Thursday, September 16, 2010
Tyniec Abbey, Canine Fancy Dress Show & A Moment In History
Sunday began with a bit too early - for my liking - start in order to get to Tyniec, a wonderful Benedictine Abbey, which holds a dramatic place in nearly 1000 years of Polish history. Nine centuries ago Benedictines arrived at this place. On the rock by the Vistula River, 12-13 km off the city centre, they built a monastery - abbacy, which emerges from the trees and reflects in the river. Monks had lived there continuously for almost all of that time and it had a special place in Polish people’s hearts in the sense that it had long been in the forefront of the numerous times Poland has been invaded by its neighbours over the centuries. We were expecting quite a scene of Gregorian monks singing amongst a traditional Catholic Sunday Service.
Due to my inability to rouse myself to a deadline in the morning we had to get a taxi to the Abbey which cost an unexpected 100zl, nearly 20 pounds. The church itself was spectacular with a beautiful black and gold pulpit in the shape of a ships prow. I have to be honest and admit I expected the Monks singing to be more prominent however it was still interesting to see the service despite not being Catholic ( or Polish) myself. After the service had finished we bought a few bottles of mead made by the monks and headed back to Krakow via public transport this time. The slowly growing numbers of people at the bus stop gave me confidence that the once an hour bus would indeed turn up and it did.
Whilst doing her research for ‘The Schedule’ Agnes had stumbled upon something that was so bizarre and fantastic that we just had to investigate; The Daschund Parade on the Rynek, back in Central Krakow. Once a year the local folk of Krakow and beyond, dress up their furry friends in all kinds of imaginative fancy dress and parade on the square competing for a prize. This year the parade had a theme, the 600th anniversary of The Battle Of Grunwald. This was a significant battle in Polish history, and one of the biggest in medieval Europe, when the Polish Lithuanian Commonwealth secured a famous victory over the Teutonic Knights.

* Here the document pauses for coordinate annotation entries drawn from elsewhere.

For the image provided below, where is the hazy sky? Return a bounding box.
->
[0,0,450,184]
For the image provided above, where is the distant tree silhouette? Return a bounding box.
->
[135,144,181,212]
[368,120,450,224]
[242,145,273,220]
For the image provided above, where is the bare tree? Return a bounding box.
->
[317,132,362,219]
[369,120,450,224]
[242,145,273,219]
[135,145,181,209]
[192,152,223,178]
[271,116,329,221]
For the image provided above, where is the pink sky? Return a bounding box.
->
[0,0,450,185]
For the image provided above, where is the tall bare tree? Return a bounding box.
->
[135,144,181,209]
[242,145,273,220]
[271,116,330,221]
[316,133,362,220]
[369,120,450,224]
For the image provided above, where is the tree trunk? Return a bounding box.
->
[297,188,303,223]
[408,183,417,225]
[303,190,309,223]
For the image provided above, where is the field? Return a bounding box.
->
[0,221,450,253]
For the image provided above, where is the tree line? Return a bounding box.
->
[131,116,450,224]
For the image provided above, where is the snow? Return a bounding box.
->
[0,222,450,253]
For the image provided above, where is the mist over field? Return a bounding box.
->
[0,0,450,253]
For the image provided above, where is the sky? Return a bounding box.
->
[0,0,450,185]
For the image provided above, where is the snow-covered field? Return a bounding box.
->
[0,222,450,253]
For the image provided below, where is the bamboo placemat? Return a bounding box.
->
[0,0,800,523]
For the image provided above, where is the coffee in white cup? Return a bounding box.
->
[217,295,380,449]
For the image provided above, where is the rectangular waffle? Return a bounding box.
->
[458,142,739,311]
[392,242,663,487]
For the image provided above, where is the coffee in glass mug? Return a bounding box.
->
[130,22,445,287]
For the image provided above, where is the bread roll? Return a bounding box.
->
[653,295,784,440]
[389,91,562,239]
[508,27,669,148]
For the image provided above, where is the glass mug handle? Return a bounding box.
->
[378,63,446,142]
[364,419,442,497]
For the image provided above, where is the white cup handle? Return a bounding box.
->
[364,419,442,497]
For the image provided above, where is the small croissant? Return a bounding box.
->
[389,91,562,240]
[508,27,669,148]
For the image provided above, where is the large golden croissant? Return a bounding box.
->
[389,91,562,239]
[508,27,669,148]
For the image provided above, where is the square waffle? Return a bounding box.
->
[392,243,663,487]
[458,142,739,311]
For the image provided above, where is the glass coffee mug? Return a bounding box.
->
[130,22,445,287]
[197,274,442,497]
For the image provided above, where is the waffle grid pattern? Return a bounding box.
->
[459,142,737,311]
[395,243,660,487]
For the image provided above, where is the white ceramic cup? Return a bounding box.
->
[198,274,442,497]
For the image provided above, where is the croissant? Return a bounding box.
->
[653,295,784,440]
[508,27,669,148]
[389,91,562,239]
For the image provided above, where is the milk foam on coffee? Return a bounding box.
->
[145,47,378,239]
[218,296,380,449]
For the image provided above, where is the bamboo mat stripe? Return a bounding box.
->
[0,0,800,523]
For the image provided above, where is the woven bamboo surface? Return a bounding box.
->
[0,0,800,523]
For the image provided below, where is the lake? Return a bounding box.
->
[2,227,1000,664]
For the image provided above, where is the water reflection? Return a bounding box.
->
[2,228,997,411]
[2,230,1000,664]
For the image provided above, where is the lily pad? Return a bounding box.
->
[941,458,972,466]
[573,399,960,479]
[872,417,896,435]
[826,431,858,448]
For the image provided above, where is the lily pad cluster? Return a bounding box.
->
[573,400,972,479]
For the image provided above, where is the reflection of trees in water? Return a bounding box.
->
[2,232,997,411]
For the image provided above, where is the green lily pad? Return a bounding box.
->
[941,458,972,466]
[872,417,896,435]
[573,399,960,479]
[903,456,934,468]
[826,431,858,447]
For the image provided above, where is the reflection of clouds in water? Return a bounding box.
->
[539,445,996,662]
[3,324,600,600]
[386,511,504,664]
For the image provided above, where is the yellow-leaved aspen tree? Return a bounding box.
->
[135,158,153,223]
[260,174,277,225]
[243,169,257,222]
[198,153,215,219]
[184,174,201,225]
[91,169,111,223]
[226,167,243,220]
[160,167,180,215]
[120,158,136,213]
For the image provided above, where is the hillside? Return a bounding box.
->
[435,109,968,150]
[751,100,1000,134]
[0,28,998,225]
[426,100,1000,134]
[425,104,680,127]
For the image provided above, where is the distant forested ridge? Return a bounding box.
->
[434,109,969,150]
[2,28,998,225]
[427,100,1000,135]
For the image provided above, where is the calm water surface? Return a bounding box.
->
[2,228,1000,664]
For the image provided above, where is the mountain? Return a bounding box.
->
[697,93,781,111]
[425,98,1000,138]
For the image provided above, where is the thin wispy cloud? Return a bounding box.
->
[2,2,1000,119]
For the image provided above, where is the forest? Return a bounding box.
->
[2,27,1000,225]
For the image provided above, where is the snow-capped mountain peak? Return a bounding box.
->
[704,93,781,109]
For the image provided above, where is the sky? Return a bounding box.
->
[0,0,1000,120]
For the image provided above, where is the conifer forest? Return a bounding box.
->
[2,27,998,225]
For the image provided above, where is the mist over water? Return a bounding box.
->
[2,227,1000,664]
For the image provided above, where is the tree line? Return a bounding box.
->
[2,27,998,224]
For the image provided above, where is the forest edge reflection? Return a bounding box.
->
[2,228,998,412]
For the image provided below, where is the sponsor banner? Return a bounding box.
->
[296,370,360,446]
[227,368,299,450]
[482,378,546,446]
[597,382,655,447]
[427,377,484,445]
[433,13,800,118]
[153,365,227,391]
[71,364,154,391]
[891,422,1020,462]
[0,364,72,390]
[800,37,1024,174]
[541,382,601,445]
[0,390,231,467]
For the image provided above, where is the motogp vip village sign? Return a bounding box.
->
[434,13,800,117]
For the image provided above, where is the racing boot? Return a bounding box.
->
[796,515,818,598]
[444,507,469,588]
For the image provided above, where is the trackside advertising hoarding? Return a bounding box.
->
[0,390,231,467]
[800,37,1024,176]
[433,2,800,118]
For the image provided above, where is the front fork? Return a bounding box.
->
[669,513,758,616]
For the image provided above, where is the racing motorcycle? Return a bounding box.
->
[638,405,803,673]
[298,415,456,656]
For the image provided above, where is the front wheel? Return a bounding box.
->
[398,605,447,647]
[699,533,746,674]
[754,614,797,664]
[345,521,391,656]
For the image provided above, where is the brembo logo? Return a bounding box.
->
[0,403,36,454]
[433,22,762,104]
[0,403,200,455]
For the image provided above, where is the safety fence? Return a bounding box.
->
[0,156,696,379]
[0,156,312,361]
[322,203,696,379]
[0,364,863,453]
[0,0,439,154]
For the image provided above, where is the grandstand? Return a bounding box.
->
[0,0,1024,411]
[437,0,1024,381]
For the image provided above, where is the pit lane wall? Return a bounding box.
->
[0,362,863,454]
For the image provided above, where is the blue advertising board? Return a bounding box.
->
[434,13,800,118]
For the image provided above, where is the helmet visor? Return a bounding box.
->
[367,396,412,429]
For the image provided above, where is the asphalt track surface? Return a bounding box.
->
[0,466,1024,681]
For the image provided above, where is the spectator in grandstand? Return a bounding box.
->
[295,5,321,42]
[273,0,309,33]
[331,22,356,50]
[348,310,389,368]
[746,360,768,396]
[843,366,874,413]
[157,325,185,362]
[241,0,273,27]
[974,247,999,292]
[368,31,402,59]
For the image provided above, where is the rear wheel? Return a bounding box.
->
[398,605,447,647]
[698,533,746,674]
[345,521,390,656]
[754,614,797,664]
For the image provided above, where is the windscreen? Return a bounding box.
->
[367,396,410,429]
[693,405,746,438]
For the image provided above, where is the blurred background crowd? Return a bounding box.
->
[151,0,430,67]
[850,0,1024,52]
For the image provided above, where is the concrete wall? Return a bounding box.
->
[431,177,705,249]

I suspect though, that the enjoyment was purely the taking part as I watched the proud owners carrying and sometimes walking their pets through the square. Have to say not all of the dogs looked overjoyed though! Some of the costumes made by the owners were quite incredible, I saw a Spanish Matador costume, Bavarian Lederhosen with a perfect hat made from loft insulation, a milkmaid outfit, a Knight complete with sword, Scottish Tartan, A kings regal robes amongst others. The atmosphere on the square was very jovial and the owners were very happy to pose for pictures with their dogs.
We had identified our favourite coffee shop on the Rynek, Tribeca Coffee, and we decamped there to take the weight off our feet and took - as always - white mocha chocolate. It was a lovely place only the heating was sometimes too high. A few times during the day Agnes had mentioned that something special was happening on the Main Square, the Rynek, at 3 pm but she wouldn’t say what. So with the time approaching, she hurried me to a spot on the other side of Cloth Hall, in front of Mariacki Church where a large crowd had already gathered. Agnes finally unraveled the mystery and explained that a large group photo of the people of Krakow was being taken by a photographer high up on the tower of the Church in front of us. This photo, together with other items typical for the year 2010 was then to be placed in a time capsule, on top of Cloth Hall. Our chance to be in a moment of history! We stood there, waving on cue, happy to be part of something quite unique.
All that was left of the day was some enjoyable browsing through Cloth Hall and in complete contrast, a walk through the sparkling new indoor shopping centre adjacent to the main train station, Galeria Krakowska where I bought some lovely flavored coffee. It was a lovely day, full of surprises, we both were settling into Krakow life quite easily.